How to terminate a second APM session using the same MFA account with OTP
Hi,
We have an access policy in place where users log in in two steps, first with a radius username and an OTP generated by a hardware token, and second with their AD account. Our security team wants us to ensure that only one session can exist for which the hardware token was used; if it is used a second time then the already existing session has to be terminated.
I have used the post https://devcentral.f5.com/s/articles/big-ip-apm-max-sessions-per-user-enable-users-to-terminate-a-specified-session as a starting point.
The problem I'm running into is that the username logged for the session is the second one, but the session has to be identified by the first one. I haven't been able to come up with a way to achieve this.
I assigned a variable in the policy after the first authentication step:
otp_username = expr { "[mcget {session.logon.last.username}]" }. Logging shows that this is working.
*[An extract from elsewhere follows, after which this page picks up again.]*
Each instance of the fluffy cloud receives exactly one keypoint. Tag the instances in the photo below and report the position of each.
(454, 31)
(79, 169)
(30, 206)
In the next step I try to create a custom uuid with this new variable, but this is not possible; the uuid is always formed as [policy name].[session.logon.last.username]
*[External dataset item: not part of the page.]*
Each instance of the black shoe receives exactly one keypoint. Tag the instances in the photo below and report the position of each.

This is what I have come up with so far:
when ACCESS_POLICY_COMPLETED {
if { [ACCESS::session data get "session.server.landinguri"] starts_with "/uri1" }{
set radius_username [ACCESS::session data get otp_username]
log local0. "[PROFILE::access name].$radius_username"
set apm_cookie_list [ACCESS::uuid getsid "[PROFILE::access name].$radius.username"]
for {set i 0} {$i < [llength $apm_cookie_list]} {incr i} {
log local0. "Session => [ lindex $apm_cookie_list $i]"
}
log local0. "Length of cookie list is now [llength $apm_cookie_list]"
}
if { ([ACCESS::session data get "session.server.landinguri"] starts_with "/uri1")
&& ([llength $apm_cookie_list] >= 1)}{
set _sessionid[ACCESS::session data get -sid [lindex $apm_cookie_list 0] session.user.sessionid]
log local0. "Found sesion $_sessionid"
ACCESS::session remove -sid $_sessionid
log local0. "[PROFILE::access name].$radius_username => session number $_sessionid terminated"
}
}
Does anyone have an idea how to get this to work?